On-line version ISSN 2007-8080Print version ISSN 0185-3309

Rev. mex. fitopatol vol.43 n.2 Texcoco May. 2025 Epub July 29, 2025

https://doi.org/10.18781/r.mex.fit.2407-1

Notas fitopatológicas

Caracterización morfológica y molecular de Fusarium incarnatum asociado a la Malformación del Mango (Mangifera indica) en Sinaloa, México

Leonardo Román-Román¹

Tomás Aarón Vega-Gutiérrez¹

Martín Abraham Tirado-Ramírez¹

Luz Llarely Cázarez-Flores¹

Lorena Molina-Cárdenas¹^*

Indira Rojo-Báez²

^¹Universidad Autónoma de Sinaloa, Facultad de Agronomía, km 17.5 Carretera Culiacán-Eldorado, Culiacán, Sinaloa, C.P. 80000, México.

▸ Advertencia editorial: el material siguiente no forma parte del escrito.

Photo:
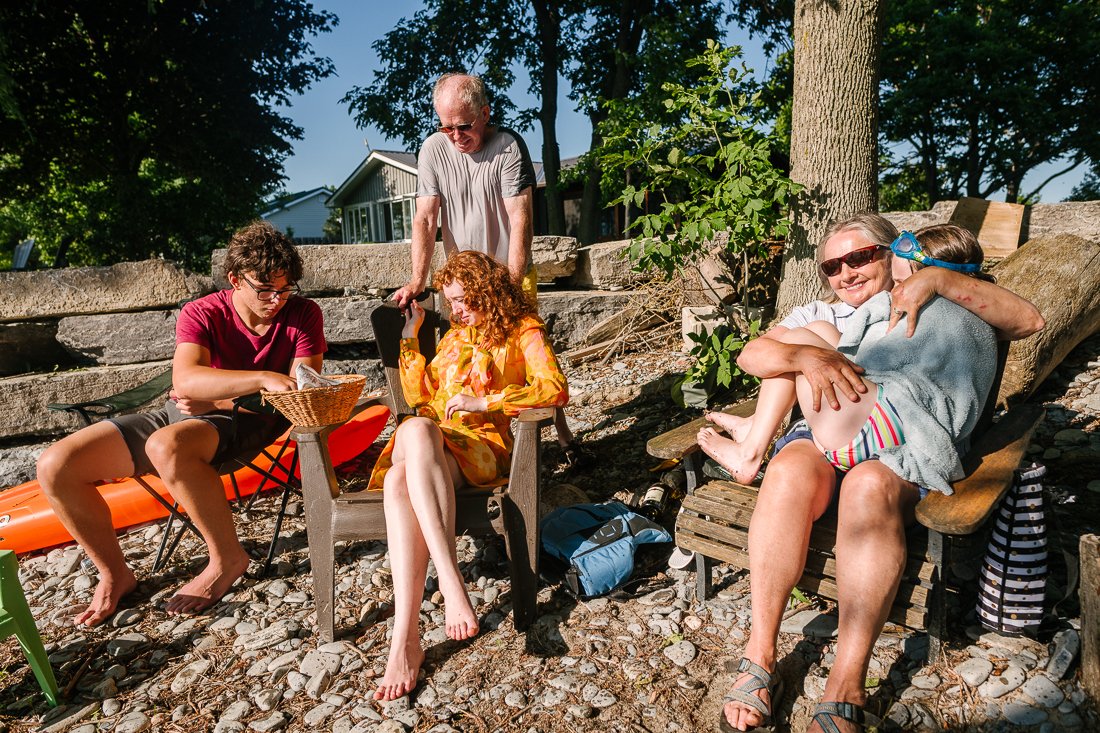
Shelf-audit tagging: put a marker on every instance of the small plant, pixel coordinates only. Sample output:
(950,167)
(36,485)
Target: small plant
(715,373)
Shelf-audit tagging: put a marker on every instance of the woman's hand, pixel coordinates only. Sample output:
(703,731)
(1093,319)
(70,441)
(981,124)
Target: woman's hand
(828,372)
(908,297)
(414,316)
(465,403)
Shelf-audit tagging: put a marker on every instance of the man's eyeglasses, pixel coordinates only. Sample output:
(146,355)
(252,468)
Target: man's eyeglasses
(266,294)
(448,129)
(855,259)
(910,249)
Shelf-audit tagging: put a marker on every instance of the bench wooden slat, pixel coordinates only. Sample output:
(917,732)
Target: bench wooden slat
(990,466)
(679,441)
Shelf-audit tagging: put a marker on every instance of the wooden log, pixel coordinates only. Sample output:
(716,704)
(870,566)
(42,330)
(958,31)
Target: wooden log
(1060,274)
(1090,615)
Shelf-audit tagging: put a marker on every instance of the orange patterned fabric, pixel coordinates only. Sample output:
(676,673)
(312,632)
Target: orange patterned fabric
(521,373)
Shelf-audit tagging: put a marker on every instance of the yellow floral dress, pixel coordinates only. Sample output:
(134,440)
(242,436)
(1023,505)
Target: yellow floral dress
(523,372)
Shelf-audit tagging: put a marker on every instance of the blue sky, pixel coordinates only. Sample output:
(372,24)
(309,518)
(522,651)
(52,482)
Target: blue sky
(332,145)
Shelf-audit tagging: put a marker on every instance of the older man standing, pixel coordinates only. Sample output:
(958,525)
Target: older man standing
(477,182)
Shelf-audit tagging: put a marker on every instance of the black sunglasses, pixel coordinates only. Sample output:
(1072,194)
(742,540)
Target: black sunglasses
(448,129)
(854,260)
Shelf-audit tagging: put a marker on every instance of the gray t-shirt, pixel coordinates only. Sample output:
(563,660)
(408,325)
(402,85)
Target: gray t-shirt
(833,313)
(472,188)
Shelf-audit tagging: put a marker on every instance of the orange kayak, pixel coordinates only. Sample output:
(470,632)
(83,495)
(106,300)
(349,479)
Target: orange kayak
(28,523)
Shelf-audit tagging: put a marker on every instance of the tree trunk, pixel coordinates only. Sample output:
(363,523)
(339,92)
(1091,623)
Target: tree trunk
(834,124)
(549,26)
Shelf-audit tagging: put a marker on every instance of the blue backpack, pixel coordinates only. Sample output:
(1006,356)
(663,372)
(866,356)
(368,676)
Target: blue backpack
(597,543)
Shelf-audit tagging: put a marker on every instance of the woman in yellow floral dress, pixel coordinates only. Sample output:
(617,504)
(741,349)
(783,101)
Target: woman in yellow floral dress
(494,362)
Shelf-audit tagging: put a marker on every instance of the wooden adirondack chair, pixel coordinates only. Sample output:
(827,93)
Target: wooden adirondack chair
(510,511)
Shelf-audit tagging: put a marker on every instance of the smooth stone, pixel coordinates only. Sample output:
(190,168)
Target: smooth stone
(1019,713)
(681,653)
(974,671)
(1043,691)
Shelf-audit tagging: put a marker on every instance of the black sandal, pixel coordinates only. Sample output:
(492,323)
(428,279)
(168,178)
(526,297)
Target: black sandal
(760,679)
(848,711)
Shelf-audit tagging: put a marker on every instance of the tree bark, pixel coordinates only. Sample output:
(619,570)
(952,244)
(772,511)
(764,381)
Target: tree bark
(834,126)
(549,28)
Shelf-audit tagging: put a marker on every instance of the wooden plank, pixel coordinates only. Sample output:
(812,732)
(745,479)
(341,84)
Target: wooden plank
(900,613)
(679,441)
(997,453)
(1090,615)
(997,225)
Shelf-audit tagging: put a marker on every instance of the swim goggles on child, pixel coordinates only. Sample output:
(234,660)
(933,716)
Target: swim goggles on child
(908,248)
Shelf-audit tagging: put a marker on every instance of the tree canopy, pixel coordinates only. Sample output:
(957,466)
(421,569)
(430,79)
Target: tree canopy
(136,130)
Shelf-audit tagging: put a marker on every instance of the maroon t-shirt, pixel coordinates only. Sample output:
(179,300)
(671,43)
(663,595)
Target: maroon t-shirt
(212,323)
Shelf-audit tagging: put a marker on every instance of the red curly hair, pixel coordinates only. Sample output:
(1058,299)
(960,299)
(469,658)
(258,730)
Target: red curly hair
(490,290)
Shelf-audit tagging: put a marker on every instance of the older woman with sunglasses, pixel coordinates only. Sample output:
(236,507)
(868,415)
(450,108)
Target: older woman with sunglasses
(873,503)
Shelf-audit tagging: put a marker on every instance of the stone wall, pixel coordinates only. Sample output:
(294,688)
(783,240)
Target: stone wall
(78,335)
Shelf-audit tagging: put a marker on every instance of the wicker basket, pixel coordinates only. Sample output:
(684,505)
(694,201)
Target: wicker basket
(319,406)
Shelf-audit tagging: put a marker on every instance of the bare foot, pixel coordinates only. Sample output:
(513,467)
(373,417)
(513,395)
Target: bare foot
(740,715)
(461,620)
(208,587)
(739,459)
(735,427)
(106,599)
(402,669)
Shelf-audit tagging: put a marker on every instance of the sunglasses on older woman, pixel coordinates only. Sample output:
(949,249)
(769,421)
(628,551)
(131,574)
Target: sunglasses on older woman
(855,259)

^²Universidad Autónoma de Sinaloa, Facultad de Biología, Ciudad Universitaria, Blvd. de las Américas y Blvd. Universitario S/N. Culiacán, Sinaloa, CP. 80013, México.

RESUMEN

Antecedentes/Objetivo.

La malformación del mango es una de las principales enfermedades que ataca a dicho cultivo y por ende limita su producción a nivel mundial. El objetivo del presente estudio fue identificar a nivel morfológico y molecular al agente fitopatógeno asociado a la malformación del mango en Sinaloa, México.

Materiales y Métodos.

En el año 2018, se colectaron muestras con síntomas de malformación, como panículas compactadas y erupción de múltiples brotes vegetativos, en huertas de mango en Sinaloa. Con base en las características morfológicas los aislados se identificaron como Fusarium incarnatum. La identificación molecular se realizó mediante la amplificación del gen parcial del factor de elongación (TEF-1α) y análisis filogenético. Se realizaron pruebas de patogenicidad en plantas de mango, mediante inoculación artificial.

Resultados.

Los síntomas en las plantas inoculadas se observaron a las siete semanas después de la inoculación, con un rango de 2 a 4 en la escala de severidad de la enfermedad, en las plantas testigo no se observaron síntomas. Del tejido sintomático se aisló de nuevo el patógeno e identificó por medio de morfología, con ello cumpliendo con los postulados de Koch.

Conclusión.

Fusarium incarnatum se asocia por primera vez causando la malformación en mango, en Sinaloa, México.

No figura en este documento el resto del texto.